Wednesday, November 07, 2007

What is old is new again

Lately, I've been finding ways to fit Narrative Prose, short stories especially, back into my life. It has largely been absent since I stopped pursuing writing fiction myself, my recent academic work has been theory-based and left little room for reading stories to read. It was only when I started listening to the podcast of NPR's "Selected Shorts" program - in which actors and other performers read short stories to a studio audience. That I even remembered what I was missing.

Today, published a series of excerpts from Red, an upcoming collection of short prose by teenage girls. I really like it. These girls have written some powerful, insightful, and original stuff. I don't know how much stock to put in the editor's assertion that social networking sites and other internet-facilitated communications are creating "a generation of writers." I'd like to believe it though, and certainly these examples suggest that for whatever reason, there are some talented young writers out there. Check it out.

I think if the editor's assertion is true, and we are looking at a whole generation learning to write online, the ramifications for those of us who are educators in the humanities will be very significant. A groundswell of unruly expression alarms some of us, I think, but we should see it as an opportunity. A potential mass movement of students interested in self-expression. The problem for us will be how to offer these students tools they need and want to use, challenge them to grow and explore, and avoid trying too hard to mold them into a "proper" format - without falling into the fallacy that they already have everything they might need to express themselves and any input on our part is somehow oppression.


dr alex said...

that's really interesting. I'm always trying to get my students to see the artistic and expressive possibilities of the Internet.

when you say that we shouldn't try to force a "proper" format, do you mean that we should accept/tolerate/get used to the tendency of folks to write in "text" language, without punctuation, using letters and numbers to substitute for words? I struggle with this sometimes--is Standard American English becoming an obsolete concept, or can we encourage alternative venues of expressive thought while preserving more traditional styles?

Andy said...

Well, I don't know what I think about the creep of text message/email styles into written work. I find it as ugly as you do. But finding something ugly shouldn't be our criteria for disallowing it.

I'm still working this thought out as I go along, but I guess what I am saying is that we need to think more about the function of our linguistic tools, and less about their form. Form is going to change with social context, and studies have shown that folks are most likely to learn how to write when they have a social context they are interested in participating with through writing.

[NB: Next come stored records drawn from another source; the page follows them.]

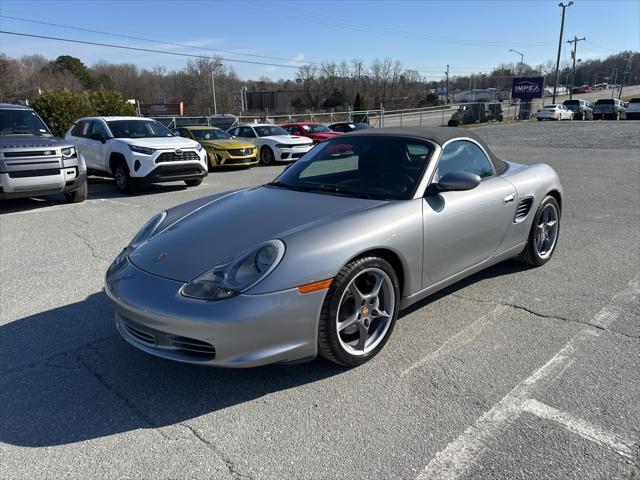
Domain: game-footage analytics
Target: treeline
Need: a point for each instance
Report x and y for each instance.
(325, 86)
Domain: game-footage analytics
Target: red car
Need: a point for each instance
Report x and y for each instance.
(315, 131)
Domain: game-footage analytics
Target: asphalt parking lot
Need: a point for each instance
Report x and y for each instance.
(514, 373)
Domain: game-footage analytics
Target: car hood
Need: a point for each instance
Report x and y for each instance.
(290, 139)
(324, 136)
(160, 143)
(232, 223)
(229, 144)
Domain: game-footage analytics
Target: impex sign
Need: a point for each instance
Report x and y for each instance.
(527, 88)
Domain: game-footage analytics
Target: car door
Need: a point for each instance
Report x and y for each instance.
(464, 228)
(95, 149)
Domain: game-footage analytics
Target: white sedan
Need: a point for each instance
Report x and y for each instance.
(274, 143)
(554, 111)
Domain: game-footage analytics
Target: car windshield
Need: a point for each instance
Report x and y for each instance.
(21, 122)
(366, 167)
(269, 130)
(210, 134)
(138, 129)
(316, 128)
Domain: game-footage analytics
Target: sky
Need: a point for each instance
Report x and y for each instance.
(470, 36)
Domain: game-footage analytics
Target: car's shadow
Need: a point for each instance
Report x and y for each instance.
(67, 376)
(99, 188)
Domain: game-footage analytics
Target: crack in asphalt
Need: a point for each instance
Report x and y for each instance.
(543, 315)
(47, 360)
(86, 242)
(231, 466)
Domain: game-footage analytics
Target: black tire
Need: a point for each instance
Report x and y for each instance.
(530, 255)
(266, 156)
(79, 195)
(329, 345)
(123, 179)
(193, 183)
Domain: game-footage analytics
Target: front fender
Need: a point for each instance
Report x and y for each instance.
(320, 252)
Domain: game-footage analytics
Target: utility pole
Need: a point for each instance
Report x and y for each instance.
(521, 60)
(555, 82)
(447, 74)
(573, 56)
(213, 89)
(626, 72)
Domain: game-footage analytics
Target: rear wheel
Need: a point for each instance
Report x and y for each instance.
(266, 156)
(543, 235)
(79, 195)
(359, 312)
(124, 182)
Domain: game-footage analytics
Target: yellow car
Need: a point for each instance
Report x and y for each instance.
(222, 150)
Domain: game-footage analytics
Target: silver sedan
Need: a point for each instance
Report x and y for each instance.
(321, 260)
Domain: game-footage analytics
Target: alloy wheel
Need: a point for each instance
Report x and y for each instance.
(547, 231)
(365, 311)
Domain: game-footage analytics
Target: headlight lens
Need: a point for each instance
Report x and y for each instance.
(142, 150)
(240, 274)
(147, 231)
(69, 152)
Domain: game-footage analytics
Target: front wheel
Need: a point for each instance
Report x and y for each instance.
(359, 312)
(543, 235)
(266, 156)
(124, 182)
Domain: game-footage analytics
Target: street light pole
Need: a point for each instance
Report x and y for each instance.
(555, 82)
(521, 59)
(573, 69)
(213, 89)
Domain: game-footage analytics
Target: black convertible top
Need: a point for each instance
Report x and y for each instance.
(438, 135)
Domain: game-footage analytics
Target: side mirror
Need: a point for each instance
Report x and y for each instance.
(458, 181)
(98, 137)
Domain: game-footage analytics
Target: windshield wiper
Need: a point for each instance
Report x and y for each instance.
(288, 186)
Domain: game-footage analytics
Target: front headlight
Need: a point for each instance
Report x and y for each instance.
(69, 152)
(142, 150)
(233, 278)
(147, 231)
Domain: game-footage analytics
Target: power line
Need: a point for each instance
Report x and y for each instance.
(376, 29)
(147, 50)
(132, 37)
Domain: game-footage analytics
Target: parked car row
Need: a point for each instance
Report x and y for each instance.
(579, 109)
(136, 150)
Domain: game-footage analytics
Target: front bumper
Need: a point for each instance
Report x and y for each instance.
(173, 173)
(223, 158)
(243, 331)
(67, 179)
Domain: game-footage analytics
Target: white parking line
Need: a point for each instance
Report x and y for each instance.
(461, 454)
(460, 339)
(581, 427)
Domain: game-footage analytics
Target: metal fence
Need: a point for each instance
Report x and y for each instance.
(471, 112)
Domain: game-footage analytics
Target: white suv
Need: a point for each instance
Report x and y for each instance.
(137, 150)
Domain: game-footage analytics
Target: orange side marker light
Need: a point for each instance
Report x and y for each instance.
(315, 286)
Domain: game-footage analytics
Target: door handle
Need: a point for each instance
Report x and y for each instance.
(509, 198)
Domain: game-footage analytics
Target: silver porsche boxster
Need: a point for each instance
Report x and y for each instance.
(321, 260)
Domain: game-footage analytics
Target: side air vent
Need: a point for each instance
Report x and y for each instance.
(523, 209)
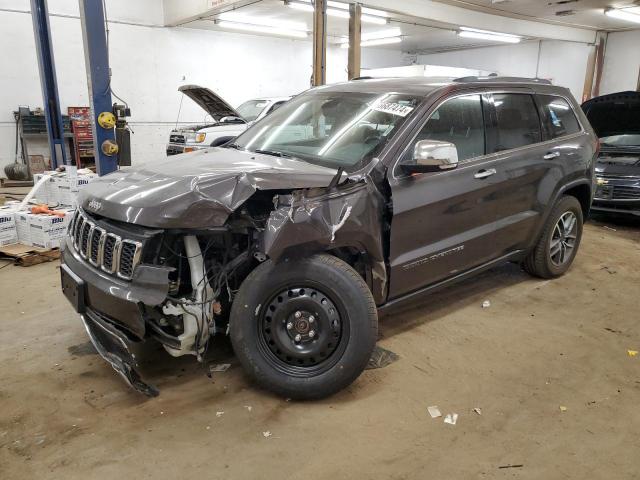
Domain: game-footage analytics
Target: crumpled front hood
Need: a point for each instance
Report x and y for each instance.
(197, 189)
(614, 114)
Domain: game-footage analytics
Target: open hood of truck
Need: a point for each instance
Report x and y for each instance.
(614, 114)
(210, 101)
(196, 190)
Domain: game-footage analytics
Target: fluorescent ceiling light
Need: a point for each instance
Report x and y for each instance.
(247, 27)
(373, 43)
(389, 32)
(262, 21)
(626, 14)
(467, 32)
(341, 10)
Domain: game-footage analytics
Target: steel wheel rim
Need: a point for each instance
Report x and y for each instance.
(563, 239)
(293, 344)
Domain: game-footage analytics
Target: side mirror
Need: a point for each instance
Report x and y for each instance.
(432, 156)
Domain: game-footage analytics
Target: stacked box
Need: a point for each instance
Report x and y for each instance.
(22, 227)
(8, 232)
(46, 231)
(47, 192)
(69, 187)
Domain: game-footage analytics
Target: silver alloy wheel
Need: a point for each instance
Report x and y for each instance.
(563, 240)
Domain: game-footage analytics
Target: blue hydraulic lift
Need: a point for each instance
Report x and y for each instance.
(44, 49)
(94, 36)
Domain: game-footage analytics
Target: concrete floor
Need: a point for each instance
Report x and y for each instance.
(540, 345)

They learn the forms appropriate to the context. I think what we need to do, as educators, is not assume that a given context is already complete and perfect. Especially when it is a context made up largely of web-enabled children. We should try to push our students to the limits of the expressive tools they already know how to use, and thus develop a desire to learn new tools. Then, we would have a good chance of teaching them how to expand their language and thought functionally, rather than formally.

All of this, of course, should ideally be a dialogic process. If they can't find a use for a given function... maybe they don't need it. Then again, maybe they do. Like I said, still a thought in process.